最高学年で副会長止まりっていう、絶妙なポジションも。」
「…ホメられてる気がしないです、正直」
「ホメたつもりなんだけど」
硬い表情になってきちゃった。
今度こそ、メガネも曇っちゃうか――。
「――あんまり運営を阻害し過ぎるのもアレだから、とっとと買っちゃうね、ドリンク」
「……どれにしますか? 会長」
「あ、会長って言った。そこは、『元』会長、でしょーが」
「うぐ……」
笑い声を漏らしそうになるわたし、だったけれど、
「代金は、ちゃんと払う。
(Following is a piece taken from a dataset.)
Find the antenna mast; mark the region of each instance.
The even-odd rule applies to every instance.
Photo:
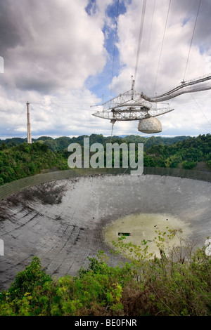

元生徒会長の権限でドリンク無料サービス…っていうの、好きじゃないから」
と、ちゃんと伝える。
× × ×
「うぐ……」っていう、丸山くんの、あの反応。
かわいかった。
かわいかった。
ホントに。
× × ×
「ホントに――かわいいんだから。」
ドリンク入りの紙カップ片手に、ひとりごと。
できるだけ閑散としている空間に、向かって行きたかった。
× × ×
旧(ふる)い倉庫がある。
ここの倉庫を使う人間は、少ない。
倉庫裏の壁にひっついて、やがて体育座りになる。
丸山くんからもらった紙カップを、ことん、とコンクリートの地べたに置く。
胸を、いっしょうけんめい、押さえる。
というのは。
ドキドキが、収まってくれないから。
丸山くんが手渡してくれたドリンク。
早く、飲まなきゃ。
でも。
焦り始めるほどに――わたしの胸が、高鳴りを、やめてくれなくって。